- cross-posted to:
- hackernews@derp.foo
- cross-posted to:
- hackernews@derp.foo
Hope this isn’t a repeated submission. Funny how they’re trying to deflect blame after they tried to change the EULA post breach.
Hope this isn’t a repeated submission. Funny how they’re trying to deflect blame after they tried to change the EULA post breach.
This wasn’t a brute force attack, though. Even if they had brute force detection, which I’m not sure if they don’t or not, that would have done nothing to help this situation as nothing was brute forced in the way that would have been detected. The attempts were spread out over months using bots that were local to the last good login location. That’s the primary issue here. The logins looked legitimate. It wasn’t until after the exposure that they knew it wasn’t and that was because of other signals that 23andMe obviously had in place (I’m guessing usage patterns or automation detection).
Of course this is not a brute force attack, credentials stuffing is different from bruteforcing and I am well aware of it. What I am saying is that the “lockout period” or the rate limiting (useful against brute force attacks) for logins are both security measures that are sometimes demanded from companies. However, even in the case of bruteforcing, it’s the user who picks a “brute-forceable” password. A 100 character password with numbers, letters, symbols and capital letters is essentially not possible to be bruteforced. The industry recognized however that it’s the responsibility of organizations to implement protections from bruteforcing, even though users can already “protect themselves”. So, why would it be different in the case of credentials stuffing? Of course, users can “protect themselves” by using unique passwords, but I still think that it’s the responsibility of the company to implement appropriate controls against this attack, in the same exact way that it’s their responsibility to implement a rate-limiting on logins or a lockout after N failed attempts. In case of stuffing attacks, MFA is the main control that should simply be enforced or at the very least required (e.g., via email - which is weak but better than nothing) when any new pattern in a login emerges (new device, for example). 23andMe failed to implement this, and blaming users is the same as blaming users for having their passwords bruteforced, when no rate-limiting, lockout period, complexity requirements etc. are implemented.

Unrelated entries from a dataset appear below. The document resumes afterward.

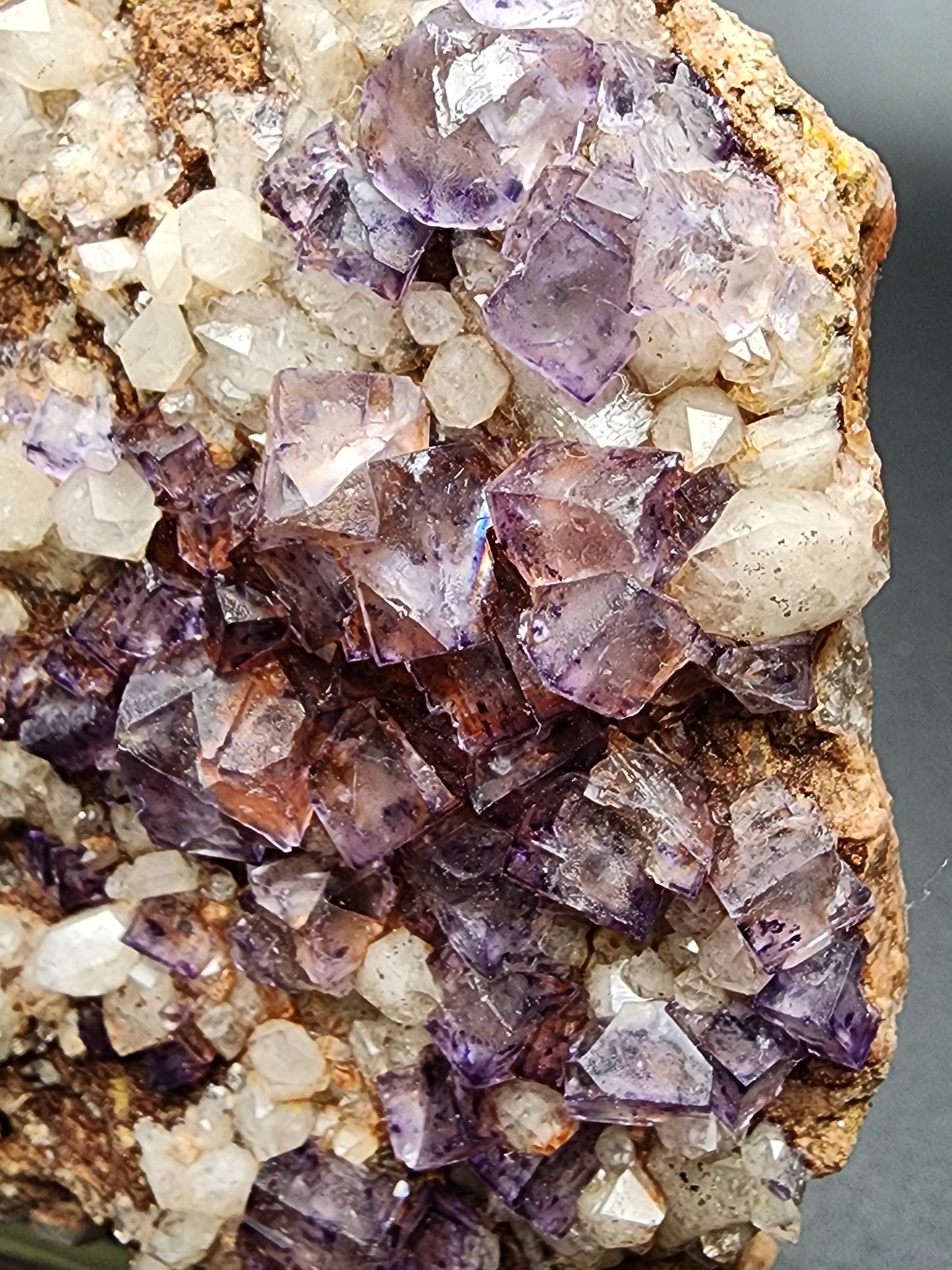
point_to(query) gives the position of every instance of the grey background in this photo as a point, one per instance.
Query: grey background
(882, 69)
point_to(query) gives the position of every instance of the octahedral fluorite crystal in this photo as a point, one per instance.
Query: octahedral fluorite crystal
(434, 625)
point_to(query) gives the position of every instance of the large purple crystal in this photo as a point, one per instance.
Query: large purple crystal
(460, 120)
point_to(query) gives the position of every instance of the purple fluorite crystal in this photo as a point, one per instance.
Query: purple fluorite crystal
(820, 1002)
(430, 1113)
(449, 123)
(343, 223)
(639, 1063)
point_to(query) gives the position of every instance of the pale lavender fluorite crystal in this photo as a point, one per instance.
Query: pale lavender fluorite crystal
(451, 125)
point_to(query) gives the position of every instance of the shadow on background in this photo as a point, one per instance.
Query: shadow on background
(882, 69)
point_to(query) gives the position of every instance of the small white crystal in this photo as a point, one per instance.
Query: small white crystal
(677, 347)
(623, 1209)
(531, 1116)
(216, 1183)
(134, 1014)
(311, 52)
(466, 382)
(84, 956)
(50, 45)
(157, 352)
(777, 563)
(160, 873)
(381, 1045)
(31, 790)
(271, 1128)
(432, 315)
(13, 938)
(223, 239)
(397, 979)
(287, 1061)
(107, 513)
(181, 1240)
(797, 449)
(26, 497)
(702, 424)
(160, 268)
(13, 615)
(368, 324)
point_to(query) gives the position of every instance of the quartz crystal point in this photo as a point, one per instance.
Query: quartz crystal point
(435, 507)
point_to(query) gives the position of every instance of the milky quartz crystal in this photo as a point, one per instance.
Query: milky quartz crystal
(435, 513)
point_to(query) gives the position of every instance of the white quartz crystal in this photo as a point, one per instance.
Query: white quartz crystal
(26, 138)
(157, 352)
(181, 1240)
(397, 979)
(26, 497)
(381, 1045)
(287, 1060)
(109, 262)
(109, 160)
(269, 1128)
(701, 423)
(84, 956)
(531, 1116)
(677, 347)
(50, 45)
(432, 315)
(31, 790)
(797, 449)
(466, 382)
(212, 1183)
(368, 324)
(161, 268)
(159, 873)
(223, 239)
(623, 1209)
(779, 562)
(13, 615)
(311, 52)
(107, 513)
(134, 1014)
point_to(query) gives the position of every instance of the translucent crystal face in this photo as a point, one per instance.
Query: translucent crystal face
(468, 478)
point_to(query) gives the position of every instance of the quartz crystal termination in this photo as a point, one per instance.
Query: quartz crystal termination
(435, 508)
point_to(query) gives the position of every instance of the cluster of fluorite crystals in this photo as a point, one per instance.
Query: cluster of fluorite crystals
(418, 661)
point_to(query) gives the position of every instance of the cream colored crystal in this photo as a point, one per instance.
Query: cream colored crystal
(108, 163)
(432, 315)
(269, 1128)
(677, 347)
(465, 382)
(532, 1118)
(223, 239)
(50, 45)
(701, 423)
(397, 979)
(26, 497)
(287, 1061)
(84, 956)
(781, 562)
(161, 268)
(623, 1209)
(107, 513)
(157, 352)
(159, 873)
(796, 449)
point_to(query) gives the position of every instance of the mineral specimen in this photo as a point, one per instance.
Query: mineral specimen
(435, 509)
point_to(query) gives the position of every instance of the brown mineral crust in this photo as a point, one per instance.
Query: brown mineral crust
(188, 49)
(823, 1107)
(30, 290)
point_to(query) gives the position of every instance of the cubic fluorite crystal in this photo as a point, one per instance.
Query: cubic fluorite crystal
(433, 697)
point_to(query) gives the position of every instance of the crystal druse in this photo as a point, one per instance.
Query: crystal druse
(435, 511)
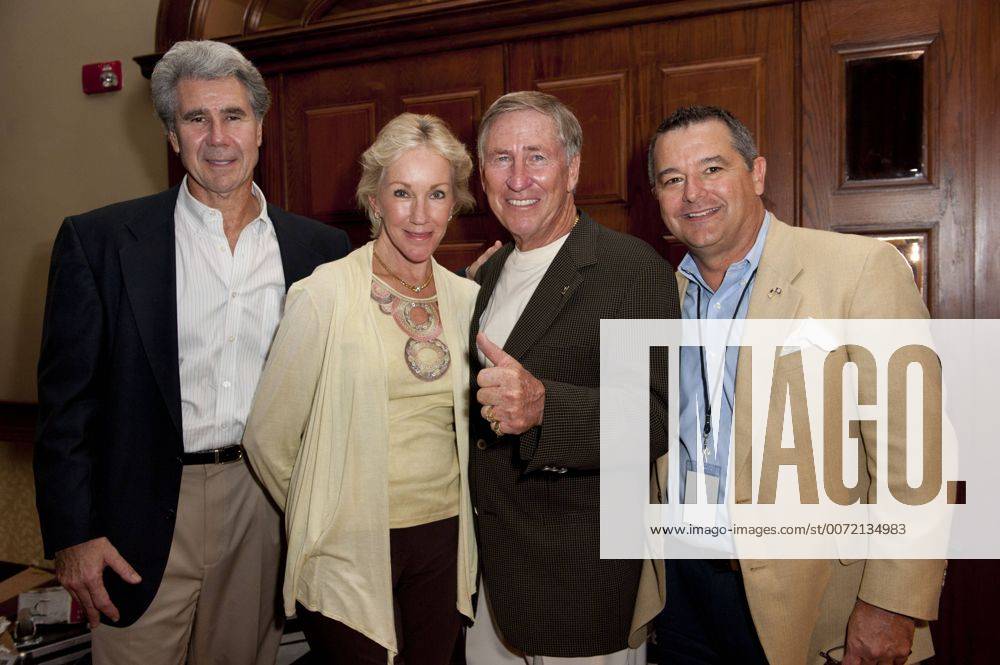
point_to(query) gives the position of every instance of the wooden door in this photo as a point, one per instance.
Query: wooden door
(330, 116)
(622, 82)
(887, 134)
(592, 74)
(742, 61)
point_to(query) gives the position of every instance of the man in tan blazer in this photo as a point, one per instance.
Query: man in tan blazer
(708, 178)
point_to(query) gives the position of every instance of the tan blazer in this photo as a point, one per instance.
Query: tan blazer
(801, 607)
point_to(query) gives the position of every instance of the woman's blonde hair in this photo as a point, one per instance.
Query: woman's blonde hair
(405, 132)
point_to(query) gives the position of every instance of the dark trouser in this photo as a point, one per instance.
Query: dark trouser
(706, 619)
(424, 582)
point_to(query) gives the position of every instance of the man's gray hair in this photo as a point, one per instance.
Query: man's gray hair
(686, 116)
(568, 128)
(204, 60)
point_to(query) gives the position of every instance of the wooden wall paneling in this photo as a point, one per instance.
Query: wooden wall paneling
(271, 167)
(741, 60)
(602, 106)
(592, 74)
(458, 87)
(332, 115)
(941, 205)
(462, 111)
(332, 133)
(326, 39)
(987, 132)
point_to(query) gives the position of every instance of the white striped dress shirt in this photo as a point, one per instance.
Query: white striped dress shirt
(228, 307)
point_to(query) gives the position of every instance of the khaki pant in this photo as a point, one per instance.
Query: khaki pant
(218, 600)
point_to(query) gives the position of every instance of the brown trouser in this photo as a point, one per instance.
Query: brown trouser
(424, 582)
(218, 600)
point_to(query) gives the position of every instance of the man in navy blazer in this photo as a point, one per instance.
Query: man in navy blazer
(158, 317)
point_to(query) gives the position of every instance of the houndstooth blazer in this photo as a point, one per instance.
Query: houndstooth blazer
(537, 495)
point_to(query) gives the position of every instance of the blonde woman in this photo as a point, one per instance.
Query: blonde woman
(359, 429)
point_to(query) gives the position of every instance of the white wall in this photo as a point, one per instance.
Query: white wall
(63, 152)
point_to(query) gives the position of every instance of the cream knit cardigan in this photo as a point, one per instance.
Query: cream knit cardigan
(317, 436)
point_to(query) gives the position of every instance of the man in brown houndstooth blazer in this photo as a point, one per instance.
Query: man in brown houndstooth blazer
(534, 468)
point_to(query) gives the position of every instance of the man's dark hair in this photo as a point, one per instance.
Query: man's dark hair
(686, 116)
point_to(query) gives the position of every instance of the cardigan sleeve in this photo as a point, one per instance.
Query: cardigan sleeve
(284, 397)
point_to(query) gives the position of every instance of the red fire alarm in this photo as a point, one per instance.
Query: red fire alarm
(102, 77)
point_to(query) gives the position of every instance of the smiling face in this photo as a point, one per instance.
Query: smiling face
(708, 198)
(415, 198)
(217, 137)
(527, 179)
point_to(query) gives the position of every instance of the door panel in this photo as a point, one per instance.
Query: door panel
(887, 83)
(332, 115)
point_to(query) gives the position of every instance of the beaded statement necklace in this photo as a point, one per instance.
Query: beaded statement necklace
(427, 356)
(413, 287)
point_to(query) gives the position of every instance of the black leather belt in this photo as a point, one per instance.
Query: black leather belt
(726, 565)
(217, 456)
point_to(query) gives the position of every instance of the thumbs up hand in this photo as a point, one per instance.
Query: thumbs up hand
(512, 398)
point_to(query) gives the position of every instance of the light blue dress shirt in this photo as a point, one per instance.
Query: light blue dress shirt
(719, 304)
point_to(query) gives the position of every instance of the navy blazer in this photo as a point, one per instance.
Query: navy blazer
(109, 441)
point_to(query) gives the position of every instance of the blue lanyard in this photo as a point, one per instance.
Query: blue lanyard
(706, 430)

So forced MFA is the only way to prevent what happened? That’s basically what you’re saying, right?
Their other mechanisms would prevent credential stuffing (e.g., rate limits, comparing login locations) so how was this still successful?

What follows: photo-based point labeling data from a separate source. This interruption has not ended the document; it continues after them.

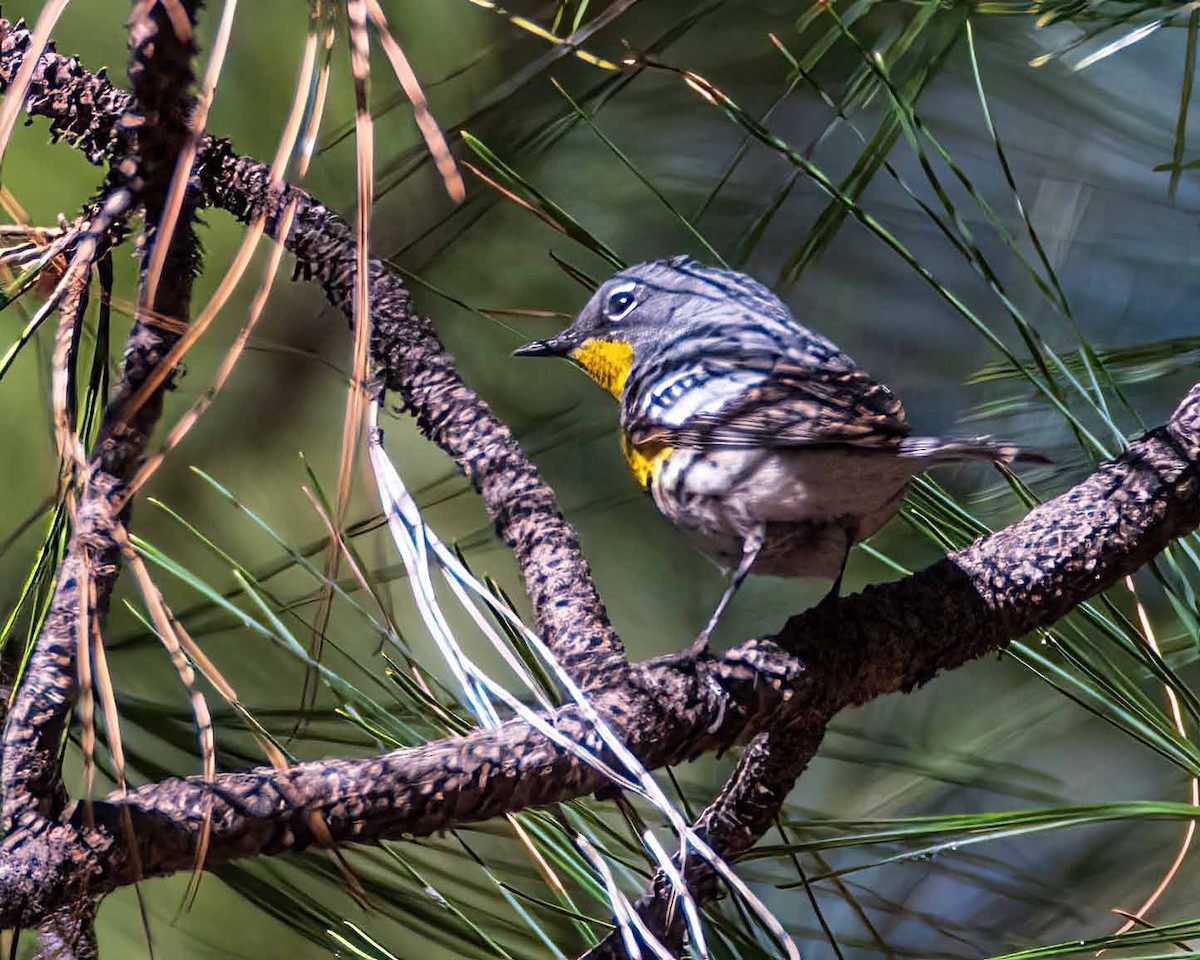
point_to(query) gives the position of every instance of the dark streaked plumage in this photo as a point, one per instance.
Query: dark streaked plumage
(757, 437)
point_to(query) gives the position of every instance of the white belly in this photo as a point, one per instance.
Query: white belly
(810, 501)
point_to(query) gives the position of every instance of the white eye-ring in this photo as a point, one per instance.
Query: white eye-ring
(621, 303)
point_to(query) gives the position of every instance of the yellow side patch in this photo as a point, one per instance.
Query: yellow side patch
(645, 460)
(606, 361)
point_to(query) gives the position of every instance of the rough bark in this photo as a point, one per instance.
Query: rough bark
(85, 111)
(893, 636)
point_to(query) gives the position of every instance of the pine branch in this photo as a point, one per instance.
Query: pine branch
(85, 111)
(732, 823)
(893, 636)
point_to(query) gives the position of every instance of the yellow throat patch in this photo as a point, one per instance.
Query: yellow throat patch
(606, 361)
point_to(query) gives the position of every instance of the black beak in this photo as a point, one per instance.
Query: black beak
(552, 347)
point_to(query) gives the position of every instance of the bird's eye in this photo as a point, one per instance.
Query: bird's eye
(621, 304)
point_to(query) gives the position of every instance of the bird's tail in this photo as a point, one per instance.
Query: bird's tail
(951, 450)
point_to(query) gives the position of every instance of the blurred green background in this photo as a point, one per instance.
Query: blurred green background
(1083, 145)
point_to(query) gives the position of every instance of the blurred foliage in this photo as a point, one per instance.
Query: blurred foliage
(993, 208)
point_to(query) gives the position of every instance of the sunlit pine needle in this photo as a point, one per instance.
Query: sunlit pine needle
(165, 625)
(183, 172)
(15, 96)
(237, 270)
(435, 139)
(538, 30)
(1177, 715)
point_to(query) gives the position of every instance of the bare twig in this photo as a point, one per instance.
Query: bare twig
(731, 823)
(891, 637)
(85, 111)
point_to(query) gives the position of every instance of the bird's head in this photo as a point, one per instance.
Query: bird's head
(640, 310)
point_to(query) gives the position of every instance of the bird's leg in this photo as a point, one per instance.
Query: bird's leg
(750, 547)
(835, 589)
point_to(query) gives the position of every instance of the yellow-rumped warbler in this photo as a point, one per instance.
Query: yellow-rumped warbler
(757, 438)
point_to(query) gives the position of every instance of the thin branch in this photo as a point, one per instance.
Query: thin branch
(732, 823)
(893, 636)
(85, 111)
(69, 934)
(161, 75)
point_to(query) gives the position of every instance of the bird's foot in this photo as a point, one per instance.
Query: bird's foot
(700, 645)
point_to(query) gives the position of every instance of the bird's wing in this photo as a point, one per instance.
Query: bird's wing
(793, 406)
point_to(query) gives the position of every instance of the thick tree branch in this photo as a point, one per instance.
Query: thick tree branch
(84, 109)
(891, 637)
(161, 75)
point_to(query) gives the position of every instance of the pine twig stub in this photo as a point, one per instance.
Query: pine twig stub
(867, 646)
(732, 823)
(30, 773)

Yes, forced mfa (where forced means every user is required to configure it) is the most effective way. Other countermeasures can be effective, depending on how they are implemented and how the attackers carry out the attack. Rate limiting for example depends on arbitrary thresholds that attackers can bypass by slowing down and spreading the logins over multiple IPs. Other things you can do is preventing bots to access the system (captcha and similar - this is usually a service from CDNs), which can be also bypassed by farms and in some cases clever scripting. Login location detection is only useful if you can ask MFA afterwards and if it is combined with a solid device fingerprinting.
My guess in what went wrong in this case is that attackers spread the attack very nicely (rate limiting ineffective) and the mechanism to detect suspicious logins (country etc.) was too basic, and took into account too few and too generic data. Again, all these measures are only effective against dumb attackers. MFA (at most paired with strong device fingerprinting) is the only effective way there is, that’s why it’s on them to enforce, not offer, 2fa. They need to prevent the attack, not let just users take this decision.